I have been rewriting our first book…so i have been away for a while from writing the blog…here is a section of the new book that will help reference checking. Today’s reference checking has to do with the permanent Internet and the intermingling of personal, social interaction and business. One of the first things a hiring organization is going to do is try to find out everything they can about the candidate on the Internet. They will Google your name, try to find your MySpace, Facebook, Twitter or any other kind of social/business networking account and review your Linkedin profile. Anything they find will be used to help or hinder your candidacy.

For better or for worse everything we might do, write or say could show up on the Internet. At least two times a month one of our candidates, who looks like they are going to get hired, gets eliminated because of what hiring organizations find out about them by just searching around on the Internet. Sometimes what they find has nothing to do with our candidate, except the same name. Recently one of our hiring authorities Googled the e-mail address of one of our candidates and found that someone with a very, very close e-mail address had written a review… of a prostitute. Unbelievable! It wasn’t our candidate, but the hiring authority was so taken back, he simply didn’t even want to discuss it. It wasn’t exactly the same email address, but close enough to be disturbing.

We’ve had candidates eliminated because of comments they made on Facebook, comments made about them on Facebook, pictures on their social networking sites, like MySpace, off-color public Twitter posts, blogs they have written about their views, insulting blogs written about them by ex-spouces, ex-boyfriends or ex-girlfriends, eight-year-old articles mentioning their name and questionable circumstances, as well as pejorative things that have been written about them by others that show up on the Internet. We’ve had candidates eliminated because their Linkedin profile did not agree with their resume, or didn’t have a very robust profile on Linkedin. We can’t count the number of times candidate’s identities have been confused with other people of the same name, causing a hiring authority to stop and think.(And don’t think “positive” recommendations on Linkedin make a big deal of difference. They don’t seem to.)
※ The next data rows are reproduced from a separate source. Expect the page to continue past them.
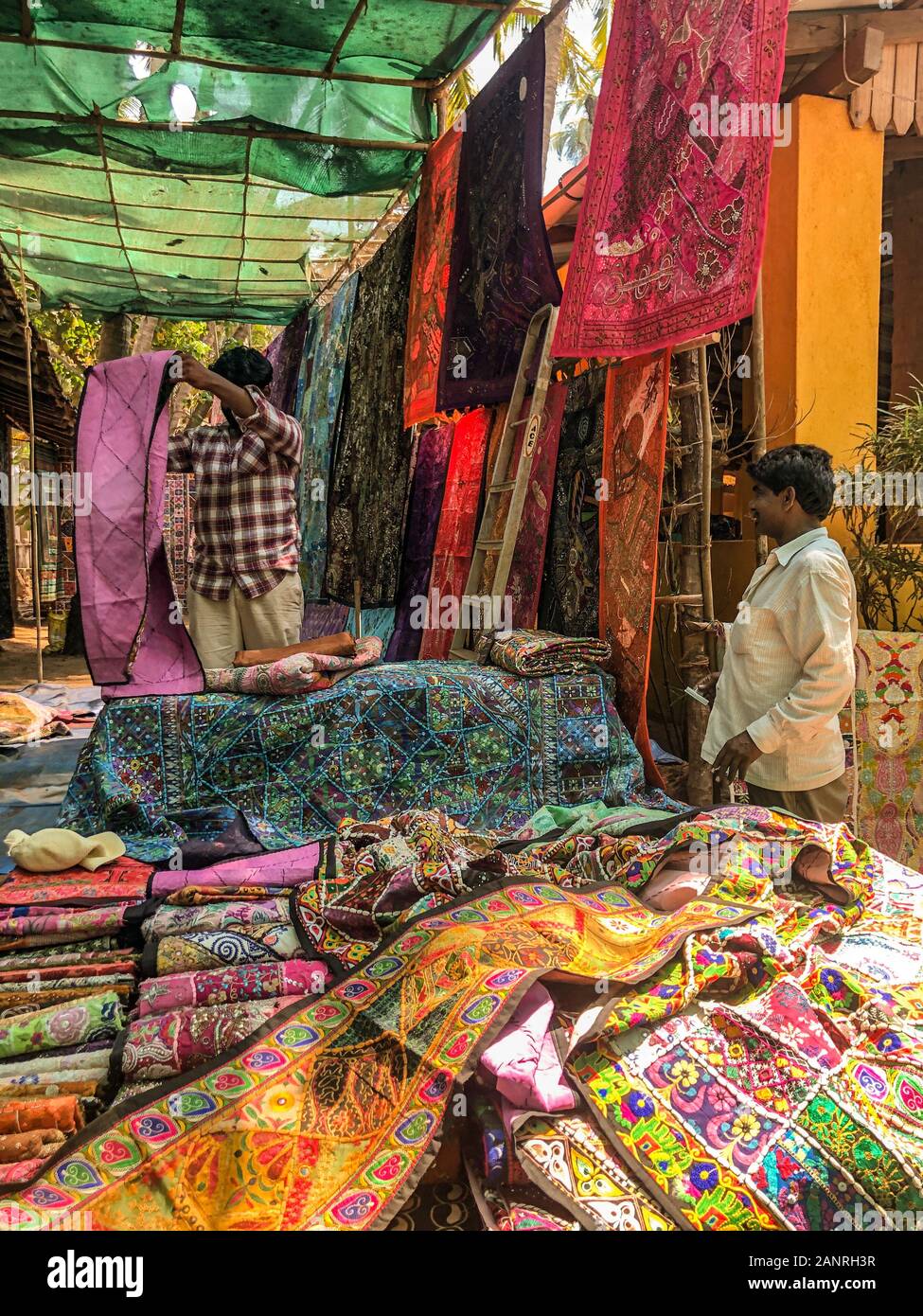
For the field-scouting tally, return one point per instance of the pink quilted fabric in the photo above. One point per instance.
(135, 643)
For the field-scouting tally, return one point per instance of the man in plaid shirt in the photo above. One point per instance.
(245, 591)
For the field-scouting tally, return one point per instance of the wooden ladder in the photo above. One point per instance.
(539, 338)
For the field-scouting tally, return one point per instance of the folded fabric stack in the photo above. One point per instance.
(222, 958)
(66, 979)
(541, 653)
(579, 1028)
(295, 674)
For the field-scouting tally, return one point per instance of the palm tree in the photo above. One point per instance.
(581, 71)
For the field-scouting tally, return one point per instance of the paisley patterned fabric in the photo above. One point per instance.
(93, 1020)
(349, 1087)
(502, 269)
(539, 653)
(120, 880)
(670, 230)
(524, 580)
(889, 744)
(569, 600)
(568, 1158)
(181, 1040)
(485, 746)
(633, 457)
(427, 491)
(320, 409)
(371, 466)
(216, 987)
(750, 1059)
(430, 284)
(188, 951)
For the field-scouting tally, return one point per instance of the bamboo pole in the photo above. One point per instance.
(693, 658)
(704, 552)
(33, 509)
(757, 353)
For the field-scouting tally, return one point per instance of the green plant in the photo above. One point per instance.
(885, 550)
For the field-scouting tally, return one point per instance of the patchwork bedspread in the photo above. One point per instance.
(485, 746)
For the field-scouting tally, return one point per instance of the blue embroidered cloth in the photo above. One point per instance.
(482, 745)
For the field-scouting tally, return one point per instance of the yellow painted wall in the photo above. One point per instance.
(821, 289)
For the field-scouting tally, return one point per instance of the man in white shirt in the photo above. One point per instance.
(789, 664)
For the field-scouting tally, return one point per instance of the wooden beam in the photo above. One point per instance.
(344, 36)
(905, 86)
(225, 129)
(821, 33)
(882, 91)
(844, 68)
(903, 148)
(226, 64)
(177, 36)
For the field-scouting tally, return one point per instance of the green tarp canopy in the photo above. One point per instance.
(212, 159)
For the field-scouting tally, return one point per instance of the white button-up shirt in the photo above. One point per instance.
(789, 667)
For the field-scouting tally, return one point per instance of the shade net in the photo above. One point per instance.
(148, 182)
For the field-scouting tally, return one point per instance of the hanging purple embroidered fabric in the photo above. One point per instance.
(133, 647)
(432, 465)
(502, 270)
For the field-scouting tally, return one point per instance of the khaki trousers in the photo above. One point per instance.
(219, 630)
(822, 804)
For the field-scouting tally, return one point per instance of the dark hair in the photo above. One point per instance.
(244, 366)
(804, 468)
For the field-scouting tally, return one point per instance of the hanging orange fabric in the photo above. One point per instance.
(630, 493)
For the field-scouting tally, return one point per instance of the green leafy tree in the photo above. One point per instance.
(581, 73)
(74, 345)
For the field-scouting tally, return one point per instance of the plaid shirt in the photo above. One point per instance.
(246, 529)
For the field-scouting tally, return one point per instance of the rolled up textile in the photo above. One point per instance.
(541, 653)
(50, 927)
(20, 1170)
(175, 1042)
(170, 918)
(95, 1019)
(56, 847)
(195, 951)
(123, 880)
(37, 1144)
(63, 972)
(298, 672)
(341, 645)
(97, 951)
(46, 1066)
(216, 987)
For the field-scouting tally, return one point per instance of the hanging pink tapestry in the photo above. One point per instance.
(670, 230)
(633, 453)
(457, 529)
(524, 583)
(135, 643)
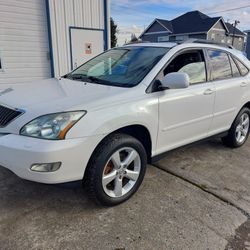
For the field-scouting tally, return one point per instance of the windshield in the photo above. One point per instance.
(124, 67)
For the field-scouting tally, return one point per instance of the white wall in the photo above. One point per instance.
(23, 41)
(66, 13)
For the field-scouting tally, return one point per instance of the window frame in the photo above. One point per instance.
(211, 67)
(235, 59)
(230, 55)
(151, 89)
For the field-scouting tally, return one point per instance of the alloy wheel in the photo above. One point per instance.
(121, 172)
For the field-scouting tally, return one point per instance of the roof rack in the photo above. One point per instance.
(203, 41)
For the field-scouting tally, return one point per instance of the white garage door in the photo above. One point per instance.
(23, 41)
(85, 44)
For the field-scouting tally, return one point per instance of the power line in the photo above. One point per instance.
(238, 8)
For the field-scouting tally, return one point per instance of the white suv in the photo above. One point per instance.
(104, 121)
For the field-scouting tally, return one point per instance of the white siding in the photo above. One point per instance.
(23, 41)
(66, 13)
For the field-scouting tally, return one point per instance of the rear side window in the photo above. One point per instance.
(220, 65)
(191, 63)
(243, 69)
(235, 70)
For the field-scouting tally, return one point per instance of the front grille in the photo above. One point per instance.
(7, 115)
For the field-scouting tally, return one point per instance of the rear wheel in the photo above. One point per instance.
(239, 130)
(116, 169)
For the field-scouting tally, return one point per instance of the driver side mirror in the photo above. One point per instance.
(175, 80)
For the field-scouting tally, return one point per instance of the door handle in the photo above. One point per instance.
(208, 92)
(243, 84)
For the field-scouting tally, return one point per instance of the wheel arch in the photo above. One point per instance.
(138, 131)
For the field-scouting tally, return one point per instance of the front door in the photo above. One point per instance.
(185, 115)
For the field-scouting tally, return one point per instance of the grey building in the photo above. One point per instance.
(195, 25)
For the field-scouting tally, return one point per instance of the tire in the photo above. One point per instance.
(239, 131)
(111, 176)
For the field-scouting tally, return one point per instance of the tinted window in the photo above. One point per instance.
(124, 67)
(221, 68)
(235, 69)
(192, 63)
(243, 69)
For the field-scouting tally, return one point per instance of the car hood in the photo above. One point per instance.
(53, 95)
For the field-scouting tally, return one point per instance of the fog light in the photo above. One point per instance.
(46, 167)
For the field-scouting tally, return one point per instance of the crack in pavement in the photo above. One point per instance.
(241, 239)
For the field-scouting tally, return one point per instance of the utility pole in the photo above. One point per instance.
(236, 22)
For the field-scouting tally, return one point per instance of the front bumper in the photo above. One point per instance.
(18, 153)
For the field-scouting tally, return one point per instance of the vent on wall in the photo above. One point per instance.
(1, 63)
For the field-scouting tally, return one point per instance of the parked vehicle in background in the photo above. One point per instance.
(107, 119)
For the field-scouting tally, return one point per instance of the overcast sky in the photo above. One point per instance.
(132, 16)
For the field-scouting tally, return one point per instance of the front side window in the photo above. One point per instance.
(235, 70)
(243, 69)
(191, 63)
(220, 65)
(123, 67)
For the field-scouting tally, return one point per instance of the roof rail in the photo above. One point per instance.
(203, 41)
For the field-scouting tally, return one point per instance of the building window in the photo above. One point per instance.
(163, 38)
(181, 38)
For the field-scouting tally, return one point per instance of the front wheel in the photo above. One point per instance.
(239, 130)
(116, 169)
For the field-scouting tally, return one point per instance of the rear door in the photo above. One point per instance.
(185, 115)
(229, 85)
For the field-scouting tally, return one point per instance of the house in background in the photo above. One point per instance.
(195, 25)
(44, 38)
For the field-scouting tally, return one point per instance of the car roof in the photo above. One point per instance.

The New York Times reported a study by Microsoft claiming that 75% of executive recruiters and human resources professionals surveyed said they research promising candidates online, using search engines, social networking sites, personal websites, blogs, twitter feeds, online gaming sites, as well as photo and video sharing sites. 70% of those recruiters revealed that information found online lead them to reject a candidate.

The Times also reported a 25-year-old Pennsylvania high school “teacher in training” posted a photo of herself on her MySpace page with a pirate hat, holding a plastic cup at a party, along with the caption, “drunken pirate.” Less than a week before she was scheduled to graduate, the university refused to issue her a teaching degree because the students could find her photo online and get the impression she was encouraging drunkenness. When she sued, citing her First Amendment rights, the court ruled against her.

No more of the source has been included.